Un omaggio alla lingua madre, al canto che era, alla forma stessa con cui la tragedia era portata in scena, e alla Sicilia, perché Bonagiuso punta l’attenzione sul Risorgimento incompiuto e sulla questione meridionale. «Giasone è piemontese e Medea siciliana – dice -. In Euripide, Giasone è greco e Medea è Turca.

Il risorgimento in Sicilia fu sostituzione dei padroni».

Medea andrà in scena a Mazara in anteprima assoluta il 23 luglio al Collegio dei Gesuiti, poi andrà a chiudere il Salìber Feest a Salemi all'alba del 30 luglio al Teatro del Carmine, e al Teatro Andromeda di Santo Stefano di Quisquina di Lorenzo Reina il 10 agosto, al tramonto sui monti sicani. Infine arriverà all'Acropoli di Selinunte, il 13 agosto, nella notte che guarda ai templi greci.

Tra gli altri impegni ha in programma il PlayConsagra a Gibellina, nella Piazza centrale, il 16 agosto, con il videomapping di Benito Frazzetta e Vito Adamo, gli attori del Kepos Performing Theater e della Compagnia degli Esuli (un gruppo di giovani allievi ed ex allievi della scuola che, pur dispersi ovunque in Italia per motivi di lavoro, ha saputo costituire una compagnia virtuale che lavora on line su piattaforma).

Infine "Fango" che è già stato a Selinunte, a Triscina il 26 agosto. Perché riscrivere una Medea oggi? «Perché è una tragedia esemplare – specifica - . Euripide scrive e mette in scena una trama che non ha soluzione, uno scontro che conduce all’epilogo estremo. Irrisolto e irrisolvibile sono i poli del tragico: questo è noto.
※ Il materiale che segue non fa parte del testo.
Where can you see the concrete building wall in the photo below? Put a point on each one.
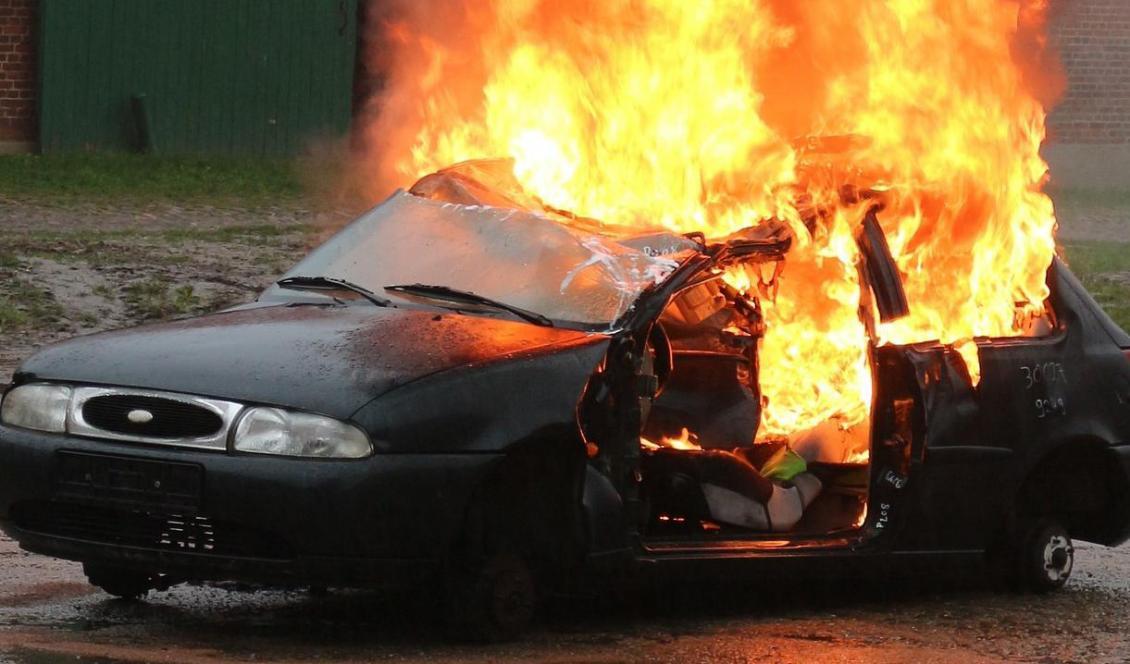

Nella tragedia spesso non ci si muove in una dialettica tra virtuosi e malvagi ma, a tratti, lo spettatore è condotto a stare con ogni fazione, con ogni ragione, con ogni irragione, pur nel distacco dall’esodo, spesso atroce.

Medea che, straniera, cerca vendetta e giustizia, mischiando il sapore dell’una nel colore dell’altra, e (s)cambiando la carne dei figli per carne dell’empio Giasone, al punto di negarne anche il corpo per le esequie, descrive in modo magistrale ciò che il teatro greco ha consegnato alla contemporaneità.

Ecco perché il contemporaneo ha necessità della "carne" del tragico greco, per derivare in essa nuove arterie e nuove ricerche. Dall’assunto che la tragedia mette in scena l’irrisolvibile, siamo stati tentati a tradurre questa insidia sullo sfondo della questione meridionale.

Che chi fa ricerca teatrale nelle viscere della provincia siciliana sente come tema estremo e dominante della propria identità di teatrante».

Una riscrittura, dunque, e una ricerca teatrale condotta con amore da una compagnia giovane, e da un regista che ha fatto della provincia il luogo di elezione del proprio fare.